Increasingly, we are entering a period that has been referred to as “post-demographic consumerism” in which consumption patterns are no longer defined by traditional demographic segments such as age, gender, location, income, family status, and the like. This presents a significant challenge to retailers already grappling with growing complexity in their operations.

For example, Cisco’s research reveals that Gen Y is far from monolithic. On one hand, Gen Y continues to accelerate the shift to online channels (faster than any other group): although 34 percent make more than half of all purchases online as they seek convenience and greater access to information, 54 percent would shop only in stores for the next month if they had to make a choice. Moreover, just as the physical store remains important to Gen Y, many seniors are shopping online or with mobile devices.

In short, consumer segments are increasingly fragmented and ephemeral. The sheer number of potential shopping journeys is growing exponentially, and the change is occurring faster than ever before. For an individual shopper, however, the journeys are also dynamic. Consumers are constantly shifting to other journeys as new innovations emerge —
and faster than retailers can respond.
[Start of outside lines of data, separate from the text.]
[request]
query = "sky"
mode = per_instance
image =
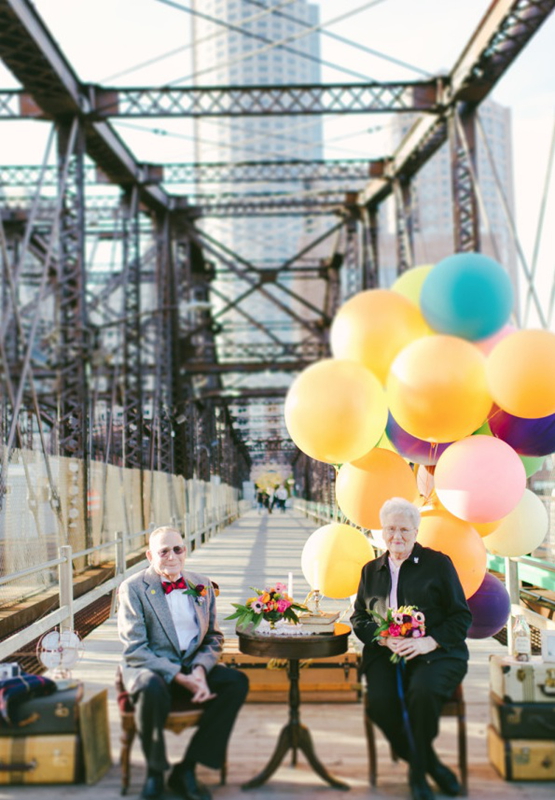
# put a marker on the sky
(105, 40)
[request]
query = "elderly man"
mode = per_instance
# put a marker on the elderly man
(171, 648)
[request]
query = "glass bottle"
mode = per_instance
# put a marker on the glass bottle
(522, 644)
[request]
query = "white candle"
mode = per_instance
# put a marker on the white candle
(316, 576)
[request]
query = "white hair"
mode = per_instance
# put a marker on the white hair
(398, 505)
(160, 531)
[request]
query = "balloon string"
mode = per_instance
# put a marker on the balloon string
(404, 710)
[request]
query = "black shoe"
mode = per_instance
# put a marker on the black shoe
(184, 783)
(419, 787)
(153, 787)
(445, 779)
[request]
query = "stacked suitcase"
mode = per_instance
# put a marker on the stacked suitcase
(521, 734)
(46, 739)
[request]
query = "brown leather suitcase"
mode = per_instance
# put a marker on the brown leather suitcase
(522, 759)
(40, 759)
(522, 720)
(56, 713)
Compounding this, the velocity of innovation is increasing as IoE dissolves traditional barriers (for example, through the low cost of app creation, the Kickstarter-style funding model, and so forth).

Since every retailer is unique, and there is enormous variation across categories, each retailer must define its own target segments, and then be prepared for the rapid evolution of new “microsegments.” Cisco is working with retailers to define target segments and prepare for the evolution of new ones.
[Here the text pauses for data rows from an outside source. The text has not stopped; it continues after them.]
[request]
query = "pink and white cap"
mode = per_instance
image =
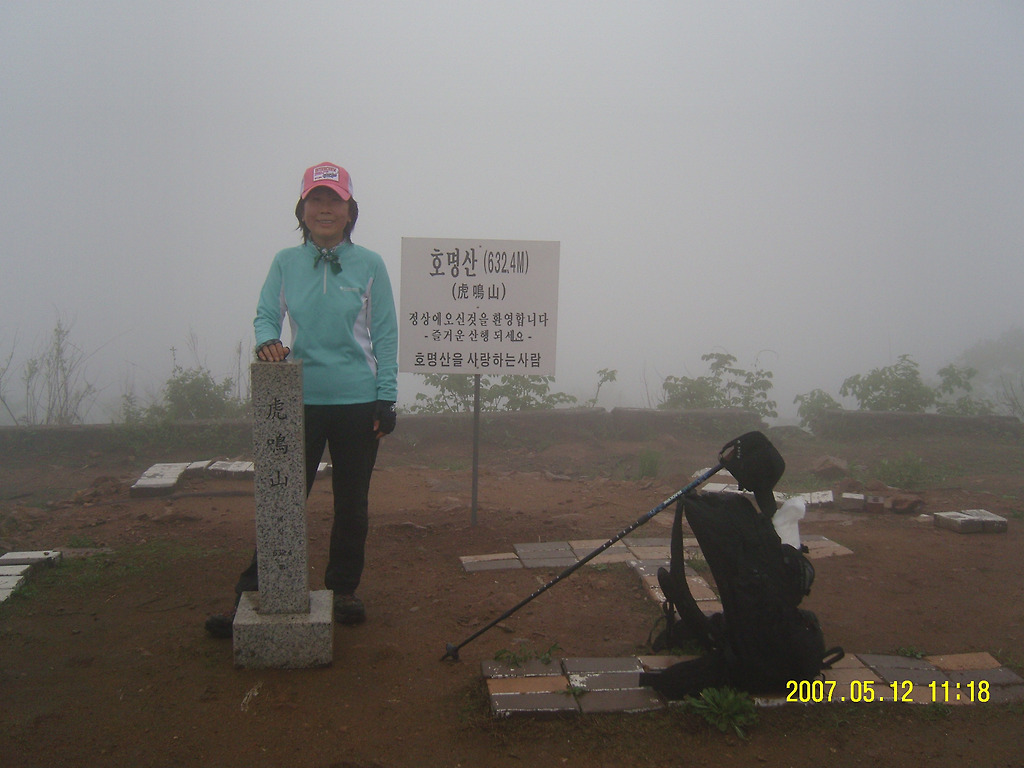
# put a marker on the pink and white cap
(329, 175)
To enable the customer outcomes that will determine the winners of the IoE era, most retailers understand that they need to know their customers as never before and, critically, possess the requisite business agility to adapt. Fortunately, IoE and consumer analytics technology provide the platform to truly understand, engage and respond to their customer.

Analytics is a key competitive frontier in the IoE era, enabling retailers to provide consumer experiences, offers, and interactions that are contextual, relevant, and timely. Moreover, analytics empowers the retailer to respond dynamically to constantly changing customer behavior.

To succeed in this area, retailers need a technology strategy that captures data at the “edge” of the network — from mobile devices, sensors, video cameras, and the like — and analyzes it locally, in real time, to respond to fast-moving opportunities. By leveraging analytics and other key elements of IoE such as video and mobility, retailers can drive greater efficiency in each customer journey, offer real-time savings, and create a more relevant customer engagement.

As shopper segmentation blurs, analytics is critical to understanding the new digital customer. Old or young, rich or poor, all customers have value and want to interact with retailers in new, hyper-relevant ways. IoE-driven solutions are the way to do it.